In 1862, in Sicily, he enrolled another Thousand, whose war-cry was “ Rome or death.” They crossed to the mainland, fondly believing that the Italian government would allow them to pass unimpeded through the Neapolitan territory, gather volunteers, and attack Rome, which was then protected by a French garrison. Rattazzi, the Prime Minister, connived at first at the scheme, hoping to profit by it as Cavour had profited by the Sicilian expedition, two years before ; but he was soon convinced that the European Powers (and particularly France) would interfere, and so he changed his policy. General Pallavicino was instructed to prevent the march of the Garibaldians. At Aspromonte (August 29, 1862) the royal troops met the volunteers : a few shots were exchanged ; then Garibaldi and his followers laid down their arms and submitted to arrest. Garibaldi had been severely wounded in the foot. He was placed on a man-of-war and taken to Varignano, near Spezia, whence, after an easy confinement, attended by romantic women and devoted men from all parts of Europe, he was allowed to return to Caprera. Popular sympathy of course sided with him, — had he not set out on an enterprise whose success would have rejoiced every Italian ? — but the soberminded perceived that public order and constitutional government would come to an end, were every patriotic enthusiast to levy troops and make war whenever his zeal prompted.

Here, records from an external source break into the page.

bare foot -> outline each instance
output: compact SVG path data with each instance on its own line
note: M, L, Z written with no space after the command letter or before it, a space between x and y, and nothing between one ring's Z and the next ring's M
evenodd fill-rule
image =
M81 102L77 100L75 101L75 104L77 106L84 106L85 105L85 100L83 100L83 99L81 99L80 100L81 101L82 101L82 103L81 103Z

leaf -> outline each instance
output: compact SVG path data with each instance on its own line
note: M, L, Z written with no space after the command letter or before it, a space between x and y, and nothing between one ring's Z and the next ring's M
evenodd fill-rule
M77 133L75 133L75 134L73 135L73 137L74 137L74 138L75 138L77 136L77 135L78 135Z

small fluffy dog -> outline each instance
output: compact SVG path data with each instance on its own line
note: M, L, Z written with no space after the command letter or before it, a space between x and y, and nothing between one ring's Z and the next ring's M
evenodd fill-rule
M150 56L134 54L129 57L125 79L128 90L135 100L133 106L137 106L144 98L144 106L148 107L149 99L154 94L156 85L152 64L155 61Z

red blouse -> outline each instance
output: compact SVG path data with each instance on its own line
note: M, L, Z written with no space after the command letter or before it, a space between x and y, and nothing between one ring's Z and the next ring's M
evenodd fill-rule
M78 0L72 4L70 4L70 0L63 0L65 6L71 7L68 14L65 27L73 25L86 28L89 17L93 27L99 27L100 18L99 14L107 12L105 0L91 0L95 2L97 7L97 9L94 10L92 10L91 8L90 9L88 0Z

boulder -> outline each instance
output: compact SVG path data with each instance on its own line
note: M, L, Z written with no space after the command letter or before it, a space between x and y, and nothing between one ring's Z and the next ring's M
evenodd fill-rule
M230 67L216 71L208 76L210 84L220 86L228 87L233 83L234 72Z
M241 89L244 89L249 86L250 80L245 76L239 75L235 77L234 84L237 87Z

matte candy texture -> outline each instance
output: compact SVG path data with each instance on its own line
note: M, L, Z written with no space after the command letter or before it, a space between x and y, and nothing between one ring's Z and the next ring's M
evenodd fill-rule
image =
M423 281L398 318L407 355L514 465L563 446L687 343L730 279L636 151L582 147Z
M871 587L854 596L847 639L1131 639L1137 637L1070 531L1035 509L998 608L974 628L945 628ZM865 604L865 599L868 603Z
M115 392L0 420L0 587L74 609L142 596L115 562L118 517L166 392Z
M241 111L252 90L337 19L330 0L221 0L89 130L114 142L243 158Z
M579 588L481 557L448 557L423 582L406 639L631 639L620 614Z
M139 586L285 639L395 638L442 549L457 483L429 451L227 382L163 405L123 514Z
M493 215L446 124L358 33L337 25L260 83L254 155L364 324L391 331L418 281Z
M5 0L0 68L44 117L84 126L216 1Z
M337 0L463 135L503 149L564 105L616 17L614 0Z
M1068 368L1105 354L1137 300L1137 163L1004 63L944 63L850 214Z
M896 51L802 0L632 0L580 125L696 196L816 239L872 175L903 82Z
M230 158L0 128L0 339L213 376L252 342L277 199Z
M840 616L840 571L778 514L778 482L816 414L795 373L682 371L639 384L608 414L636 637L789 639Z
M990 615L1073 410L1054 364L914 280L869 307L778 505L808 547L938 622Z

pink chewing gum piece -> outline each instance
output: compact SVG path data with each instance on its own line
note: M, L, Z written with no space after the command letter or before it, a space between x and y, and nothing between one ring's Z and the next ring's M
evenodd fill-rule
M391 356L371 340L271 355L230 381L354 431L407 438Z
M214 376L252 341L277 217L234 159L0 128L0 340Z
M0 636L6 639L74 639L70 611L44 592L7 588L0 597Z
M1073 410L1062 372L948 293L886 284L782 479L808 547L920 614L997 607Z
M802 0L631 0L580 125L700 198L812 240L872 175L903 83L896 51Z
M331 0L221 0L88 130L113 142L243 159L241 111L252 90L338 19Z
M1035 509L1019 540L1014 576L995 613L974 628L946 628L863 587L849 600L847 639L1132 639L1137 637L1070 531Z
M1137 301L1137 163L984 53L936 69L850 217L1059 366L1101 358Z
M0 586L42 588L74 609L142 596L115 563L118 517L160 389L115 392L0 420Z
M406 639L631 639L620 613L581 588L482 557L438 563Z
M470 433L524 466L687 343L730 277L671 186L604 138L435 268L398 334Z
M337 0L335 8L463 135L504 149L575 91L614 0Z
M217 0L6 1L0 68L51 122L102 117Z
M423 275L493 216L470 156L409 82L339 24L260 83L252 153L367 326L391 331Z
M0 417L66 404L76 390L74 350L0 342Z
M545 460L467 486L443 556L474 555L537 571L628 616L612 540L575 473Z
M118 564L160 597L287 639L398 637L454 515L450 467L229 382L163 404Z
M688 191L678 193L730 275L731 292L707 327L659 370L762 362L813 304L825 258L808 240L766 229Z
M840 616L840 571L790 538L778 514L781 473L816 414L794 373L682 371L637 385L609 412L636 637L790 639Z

In 1864, Garibaldi visited England, ostensibly for the purpose of consulting English surgeons about his wounded foot; but many persons not unnaturally suspected a deeper motive. The Duke of Sutherland was his host; the aristocracy and the working-classes rivaled each other in idolizing him. No hero since Wellington had been so splendidly entertained. Very different was this from his treatment in England ten years betore, when he was only a poor, exiled sea-captain! He had planned a triumphal progress through the provinces and Scotland, when the announcement was suddenly made that he had been advised by his physicians to forego further excitement and return to Caprera. The cause of this hasty change was much disputed at the time, and it cannot even now be positively unraveled.1 Garibaldi went home, and for the next two years remained outwardly inactive, though in his mind he was revolving many schemes.

In 1866, that war was fought which raised Prussia to the leadership of the Teutonic states, and, as events soon proved, to the arbitership of Europe. Having joined together in a robber’s raid upon Denmark, Prussia and Austria fell out, as thieves will, over the division of the plunder, and Bismarck used the quarrel as a pretext for bringing to an issue his long-meditated plan of destroying the supremacy of Austria. Italy formed an alliance with Prussia, and while the Prussian armies, under Roon and Moltke, were marching towards Vienna, the Italian armies prepared to drive the Austrians out of Venetia. Garibaldi again took command of the Hunters of the Alps, and pushed operations into the Tyrol. But whereas the Prussians won a decisive victory at Sadowa (July 3), the Italians had been defeated by Archduke Charles at Custozza (June 24), owing to a defect in the plan of the campaign, by which their divisions were carelessly separated instead of being united against the Austrians, whom they outnumbered three to one. Austria, nevertheless, being threatened in her capital, agreed to a peace. She ceded Venetia to Napoleon, who handed it over to Italy. The purpose of the war was thus attained, but it could not have been attained in a manner more humiliating to the Italians, who had expected to win the coveted province by their own prowess, and were chagrined that it had been won by their allies.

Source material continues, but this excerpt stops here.